General Discussion
In reply to the discussion: I think some people are in for a surprise Re: Zimmerman. [View all]anomiep
(153 posts)I have been watching the trial daily. There are portions that I missed, of course, but I caught the majority of it, and I'm listening to the prosecution close right now.
I don't feel the prosecution has adequately shown that it wasn't self defense. To be clear - I do *not* think that means it has been proven that it was self defense. It is entirely *possible* that Zimmerman started the fight, etc. I don't think they've proven it, and I think that they at portions in the trial basically resorted to defense-like argument of 'it's also consistent with it happening this other way, right?" shows that.

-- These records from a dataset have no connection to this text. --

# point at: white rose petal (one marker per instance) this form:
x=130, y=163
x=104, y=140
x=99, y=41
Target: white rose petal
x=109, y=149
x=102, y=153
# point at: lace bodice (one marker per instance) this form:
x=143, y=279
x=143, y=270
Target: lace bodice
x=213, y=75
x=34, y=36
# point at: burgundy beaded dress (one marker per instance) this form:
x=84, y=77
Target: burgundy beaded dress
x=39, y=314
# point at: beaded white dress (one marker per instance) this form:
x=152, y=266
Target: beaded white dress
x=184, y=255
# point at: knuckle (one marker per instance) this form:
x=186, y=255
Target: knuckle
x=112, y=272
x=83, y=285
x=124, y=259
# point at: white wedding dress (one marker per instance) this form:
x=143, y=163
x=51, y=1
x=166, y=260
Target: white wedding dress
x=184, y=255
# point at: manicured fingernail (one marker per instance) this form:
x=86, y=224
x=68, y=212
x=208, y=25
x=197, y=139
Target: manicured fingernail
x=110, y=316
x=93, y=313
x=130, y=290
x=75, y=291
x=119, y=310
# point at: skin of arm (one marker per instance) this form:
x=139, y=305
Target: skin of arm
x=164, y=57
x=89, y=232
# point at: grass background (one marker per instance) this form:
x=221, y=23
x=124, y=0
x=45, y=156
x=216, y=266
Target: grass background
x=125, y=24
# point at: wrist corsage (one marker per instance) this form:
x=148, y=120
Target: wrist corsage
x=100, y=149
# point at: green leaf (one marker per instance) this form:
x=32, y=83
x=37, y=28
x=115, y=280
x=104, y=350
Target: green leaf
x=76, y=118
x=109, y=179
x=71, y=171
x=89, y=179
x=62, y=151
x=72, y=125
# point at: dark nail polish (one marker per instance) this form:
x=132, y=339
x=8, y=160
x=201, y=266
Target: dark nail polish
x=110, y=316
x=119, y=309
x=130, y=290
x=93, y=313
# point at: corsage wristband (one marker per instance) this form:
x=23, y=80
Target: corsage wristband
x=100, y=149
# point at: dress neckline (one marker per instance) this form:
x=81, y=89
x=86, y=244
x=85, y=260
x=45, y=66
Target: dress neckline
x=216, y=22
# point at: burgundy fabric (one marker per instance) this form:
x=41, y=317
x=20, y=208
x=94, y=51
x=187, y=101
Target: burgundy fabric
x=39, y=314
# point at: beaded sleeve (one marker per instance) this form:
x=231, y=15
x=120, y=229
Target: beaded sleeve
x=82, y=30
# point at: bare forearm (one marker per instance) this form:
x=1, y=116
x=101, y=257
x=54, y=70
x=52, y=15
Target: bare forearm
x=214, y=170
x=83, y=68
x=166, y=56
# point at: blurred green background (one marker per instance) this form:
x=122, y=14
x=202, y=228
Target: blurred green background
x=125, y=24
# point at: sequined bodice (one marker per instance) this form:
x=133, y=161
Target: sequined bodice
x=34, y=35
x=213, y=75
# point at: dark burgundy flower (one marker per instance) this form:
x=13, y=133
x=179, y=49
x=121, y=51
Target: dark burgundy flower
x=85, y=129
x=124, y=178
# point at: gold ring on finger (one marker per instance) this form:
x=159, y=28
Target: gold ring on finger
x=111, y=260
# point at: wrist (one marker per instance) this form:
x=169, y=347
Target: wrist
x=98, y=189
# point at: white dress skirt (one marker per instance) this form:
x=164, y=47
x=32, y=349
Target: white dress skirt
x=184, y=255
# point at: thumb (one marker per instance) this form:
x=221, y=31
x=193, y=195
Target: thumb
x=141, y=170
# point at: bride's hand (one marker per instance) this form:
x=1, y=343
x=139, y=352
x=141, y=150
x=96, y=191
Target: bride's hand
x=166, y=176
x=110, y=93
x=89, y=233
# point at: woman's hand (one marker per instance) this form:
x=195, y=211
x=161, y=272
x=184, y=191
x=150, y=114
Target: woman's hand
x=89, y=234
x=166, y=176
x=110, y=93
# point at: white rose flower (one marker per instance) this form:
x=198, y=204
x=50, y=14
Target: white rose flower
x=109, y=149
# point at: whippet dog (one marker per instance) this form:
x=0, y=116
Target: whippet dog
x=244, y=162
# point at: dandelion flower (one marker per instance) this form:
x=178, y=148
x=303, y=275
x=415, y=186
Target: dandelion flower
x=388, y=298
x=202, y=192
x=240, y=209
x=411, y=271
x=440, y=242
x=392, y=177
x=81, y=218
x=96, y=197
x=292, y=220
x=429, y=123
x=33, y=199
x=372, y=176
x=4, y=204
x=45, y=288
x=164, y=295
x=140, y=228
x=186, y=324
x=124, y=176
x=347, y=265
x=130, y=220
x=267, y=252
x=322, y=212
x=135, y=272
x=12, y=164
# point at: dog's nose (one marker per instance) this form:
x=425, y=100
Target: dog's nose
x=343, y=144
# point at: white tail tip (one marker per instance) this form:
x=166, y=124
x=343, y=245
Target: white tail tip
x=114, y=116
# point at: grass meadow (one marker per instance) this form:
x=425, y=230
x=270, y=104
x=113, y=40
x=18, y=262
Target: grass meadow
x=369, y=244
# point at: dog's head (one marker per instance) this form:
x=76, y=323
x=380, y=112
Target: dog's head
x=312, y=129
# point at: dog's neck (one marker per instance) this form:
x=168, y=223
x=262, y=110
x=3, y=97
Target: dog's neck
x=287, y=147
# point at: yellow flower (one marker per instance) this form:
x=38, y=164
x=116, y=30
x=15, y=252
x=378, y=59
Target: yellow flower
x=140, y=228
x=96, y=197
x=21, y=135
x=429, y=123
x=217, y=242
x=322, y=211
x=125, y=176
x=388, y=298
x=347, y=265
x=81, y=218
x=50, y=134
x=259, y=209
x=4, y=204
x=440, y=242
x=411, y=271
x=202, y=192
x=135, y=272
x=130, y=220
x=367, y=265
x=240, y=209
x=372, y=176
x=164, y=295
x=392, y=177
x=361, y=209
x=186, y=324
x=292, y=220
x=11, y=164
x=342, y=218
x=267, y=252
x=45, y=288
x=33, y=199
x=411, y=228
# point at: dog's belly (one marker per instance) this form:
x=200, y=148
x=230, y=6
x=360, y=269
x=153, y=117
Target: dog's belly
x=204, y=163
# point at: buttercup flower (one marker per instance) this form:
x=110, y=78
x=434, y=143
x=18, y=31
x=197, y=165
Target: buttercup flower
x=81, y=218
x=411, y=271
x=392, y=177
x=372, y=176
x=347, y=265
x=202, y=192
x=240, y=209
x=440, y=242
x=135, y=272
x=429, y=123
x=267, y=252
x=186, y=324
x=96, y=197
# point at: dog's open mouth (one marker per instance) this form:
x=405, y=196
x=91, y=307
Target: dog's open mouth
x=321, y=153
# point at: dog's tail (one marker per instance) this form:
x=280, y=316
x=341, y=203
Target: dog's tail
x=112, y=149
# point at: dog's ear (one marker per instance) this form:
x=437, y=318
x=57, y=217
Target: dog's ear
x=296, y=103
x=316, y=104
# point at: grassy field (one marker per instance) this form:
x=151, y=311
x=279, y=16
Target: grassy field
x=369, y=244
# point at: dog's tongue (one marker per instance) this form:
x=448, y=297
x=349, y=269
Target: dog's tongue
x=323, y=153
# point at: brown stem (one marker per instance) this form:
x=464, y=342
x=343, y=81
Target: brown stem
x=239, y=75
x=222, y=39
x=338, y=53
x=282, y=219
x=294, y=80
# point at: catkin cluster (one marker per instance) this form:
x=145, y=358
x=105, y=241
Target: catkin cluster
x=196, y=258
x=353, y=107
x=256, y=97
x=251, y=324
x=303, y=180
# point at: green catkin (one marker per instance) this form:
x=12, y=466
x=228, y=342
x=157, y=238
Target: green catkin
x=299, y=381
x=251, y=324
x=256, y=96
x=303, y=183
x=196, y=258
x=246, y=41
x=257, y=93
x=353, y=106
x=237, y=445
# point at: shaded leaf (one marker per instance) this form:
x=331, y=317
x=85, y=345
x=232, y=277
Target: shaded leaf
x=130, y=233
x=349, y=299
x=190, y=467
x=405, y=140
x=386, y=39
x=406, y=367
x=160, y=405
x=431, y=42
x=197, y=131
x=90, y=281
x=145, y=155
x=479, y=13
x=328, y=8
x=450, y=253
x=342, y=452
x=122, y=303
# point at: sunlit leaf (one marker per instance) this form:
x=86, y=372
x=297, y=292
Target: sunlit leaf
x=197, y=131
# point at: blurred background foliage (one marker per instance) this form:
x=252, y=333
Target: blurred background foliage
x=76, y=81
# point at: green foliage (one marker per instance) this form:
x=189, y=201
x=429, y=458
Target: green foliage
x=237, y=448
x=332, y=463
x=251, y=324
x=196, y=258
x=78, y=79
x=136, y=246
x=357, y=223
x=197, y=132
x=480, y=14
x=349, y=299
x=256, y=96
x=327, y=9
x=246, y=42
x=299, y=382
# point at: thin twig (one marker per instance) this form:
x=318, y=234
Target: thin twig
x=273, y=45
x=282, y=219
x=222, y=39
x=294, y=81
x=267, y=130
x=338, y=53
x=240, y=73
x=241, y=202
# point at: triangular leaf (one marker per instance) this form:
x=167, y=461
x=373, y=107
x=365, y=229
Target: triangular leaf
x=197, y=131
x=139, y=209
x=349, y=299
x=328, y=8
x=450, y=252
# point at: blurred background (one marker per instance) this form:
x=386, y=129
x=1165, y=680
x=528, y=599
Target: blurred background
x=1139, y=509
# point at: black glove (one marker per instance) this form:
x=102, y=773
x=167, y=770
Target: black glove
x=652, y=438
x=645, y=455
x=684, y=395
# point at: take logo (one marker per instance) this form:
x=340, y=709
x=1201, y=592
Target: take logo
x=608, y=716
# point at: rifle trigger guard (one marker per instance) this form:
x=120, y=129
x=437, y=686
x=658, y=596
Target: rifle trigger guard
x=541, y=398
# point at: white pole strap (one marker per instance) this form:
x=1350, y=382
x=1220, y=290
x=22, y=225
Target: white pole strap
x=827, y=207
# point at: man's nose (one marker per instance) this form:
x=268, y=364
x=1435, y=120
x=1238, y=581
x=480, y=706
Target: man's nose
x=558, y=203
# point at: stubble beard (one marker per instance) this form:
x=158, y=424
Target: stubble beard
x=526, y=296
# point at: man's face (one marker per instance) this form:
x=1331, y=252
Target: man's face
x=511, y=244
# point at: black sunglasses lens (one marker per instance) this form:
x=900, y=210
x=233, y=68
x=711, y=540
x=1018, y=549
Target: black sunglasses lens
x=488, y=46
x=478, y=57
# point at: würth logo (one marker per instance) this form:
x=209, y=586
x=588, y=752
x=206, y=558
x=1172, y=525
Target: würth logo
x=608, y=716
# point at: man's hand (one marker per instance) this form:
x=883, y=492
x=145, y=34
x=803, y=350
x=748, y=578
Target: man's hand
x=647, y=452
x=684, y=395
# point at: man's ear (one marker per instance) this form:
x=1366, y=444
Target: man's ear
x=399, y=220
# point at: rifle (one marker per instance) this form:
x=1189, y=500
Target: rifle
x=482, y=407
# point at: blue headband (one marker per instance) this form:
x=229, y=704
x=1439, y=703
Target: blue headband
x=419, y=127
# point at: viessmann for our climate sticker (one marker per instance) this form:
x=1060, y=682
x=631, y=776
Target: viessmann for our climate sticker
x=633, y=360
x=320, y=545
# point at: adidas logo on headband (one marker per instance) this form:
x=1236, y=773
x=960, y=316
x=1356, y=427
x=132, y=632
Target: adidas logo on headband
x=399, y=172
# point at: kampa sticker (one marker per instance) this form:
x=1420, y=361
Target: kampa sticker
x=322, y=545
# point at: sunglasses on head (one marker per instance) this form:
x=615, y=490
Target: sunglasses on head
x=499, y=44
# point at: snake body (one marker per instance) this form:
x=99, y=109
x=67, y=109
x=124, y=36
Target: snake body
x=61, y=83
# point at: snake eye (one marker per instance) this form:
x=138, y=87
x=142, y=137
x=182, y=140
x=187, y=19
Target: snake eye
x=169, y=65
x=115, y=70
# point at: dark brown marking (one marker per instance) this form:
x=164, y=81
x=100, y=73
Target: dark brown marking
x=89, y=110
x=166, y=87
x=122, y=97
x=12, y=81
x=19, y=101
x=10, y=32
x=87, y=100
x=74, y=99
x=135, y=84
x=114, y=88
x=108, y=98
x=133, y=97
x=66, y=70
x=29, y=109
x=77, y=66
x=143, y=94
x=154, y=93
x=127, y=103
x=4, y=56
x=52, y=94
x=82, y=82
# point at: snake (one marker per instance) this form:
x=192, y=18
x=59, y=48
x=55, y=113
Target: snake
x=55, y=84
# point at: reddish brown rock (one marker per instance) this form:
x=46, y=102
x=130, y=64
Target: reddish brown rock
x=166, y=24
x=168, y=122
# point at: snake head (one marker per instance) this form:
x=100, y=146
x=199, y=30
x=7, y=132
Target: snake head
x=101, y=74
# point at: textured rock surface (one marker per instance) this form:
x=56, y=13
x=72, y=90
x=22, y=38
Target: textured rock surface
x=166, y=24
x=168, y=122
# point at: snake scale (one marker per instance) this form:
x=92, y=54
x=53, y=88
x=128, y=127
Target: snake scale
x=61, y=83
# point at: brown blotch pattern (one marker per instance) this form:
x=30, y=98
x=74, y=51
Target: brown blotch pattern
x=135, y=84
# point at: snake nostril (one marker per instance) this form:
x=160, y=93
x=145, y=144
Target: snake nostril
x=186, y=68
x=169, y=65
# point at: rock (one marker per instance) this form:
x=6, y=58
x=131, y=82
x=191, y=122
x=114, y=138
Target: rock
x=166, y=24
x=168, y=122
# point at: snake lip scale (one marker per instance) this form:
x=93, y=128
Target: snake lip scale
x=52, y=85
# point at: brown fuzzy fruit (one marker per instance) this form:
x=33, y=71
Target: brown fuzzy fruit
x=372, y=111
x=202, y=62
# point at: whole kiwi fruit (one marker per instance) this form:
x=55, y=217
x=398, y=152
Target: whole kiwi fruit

I hope that the verdict comes back in line with reality, whether that's 'not guilty' or 'guilty'. (In other words, I hope that the verdict aligns with what actually happened, given that I don't think it's necessarily sufficiently proven one way or the other) - but with respect to what the state has actually proven, I don't think they've shown anything that is materially inconsistent with Zimmerman's story. Lawyers advise people not to do what Zimmerman did (make statements, be interviewed, etc) precisely because prosecuting attorneys will try to claim that small inconsistencies that you should actually *expect* from someone who is telling the truth (telling a story with too much consistency can be an indicator of a rehearsed story) are evidence of some huge deception.
I mean, right now, the prosecutor just argued that the fact that he knew the street at the time of a walkthrough means that he was lying about not knowing the street at the time of the event. Well, of course that could happen - the walkthrough was long after the event. He may well be lying about not knowing the name of the street - but what the prosecution just argued is not actually evidence of a lie.